Внутреннее расследование
В розовом доме царило угольно-черное настроение. Над нашими головами, словно одна из дурацких шляпок Агнес, повисло ощущение неизбежности рока. Несколько пациентов доктора Финча бросили лечение, что неминуемо влекло за собой сокращение гонораров. Налоговое управление США все более угрожающим тоном предупреждало о конфискации дома в качестве погашения десятилетней задолженности по налогам. А сам доктор все глубже входил в состояние своей знаменитой депрессии.
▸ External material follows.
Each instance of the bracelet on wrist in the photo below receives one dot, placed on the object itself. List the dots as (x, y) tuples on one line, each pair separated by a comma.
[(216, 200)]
Стресс вызвал на голове Хоуп сильнейший псориаз, что привело к невероятному количеству снежинок, то есть, попросту говоря, перхоти. Она часами сидела на диване в телевизионной комнате или в кухне, на стуле возле плиты, и читала полное собрание стихотворений Эмили Дикинсон, ни на минуту не переставая медленно и упорно чесаться. Казалось, она впала в состояние своеобразного транса. Пальцы оставляли ее голову лишь для того, чтобы быстро перевернуть страницу. Перхоть собиралась на плечах, а потом осыпалась дальше — по спине и груди. Выглядела Хоуп, словно актриса, решившая немного передохнуть во время съемок метели.
— Ну и мерзость, — в один прекрасный день не сдержалась Натали, которой потребовалось что-то достать из холодильника.
Хоуп не реагировала.
— Я сказала, ну и мерзость, когда ты сидишь здесь вот так и чешешься. Черт возьми, ты давно смотрела на себя в зеркало? — не унималась Натали, размахивая в воздухе куском ветчины.
Хоуп лишь молча перевернула очередную страницу. Натали откусила ветчину. Подошла к плите, поближе к тому месту, где сидела Хоуп.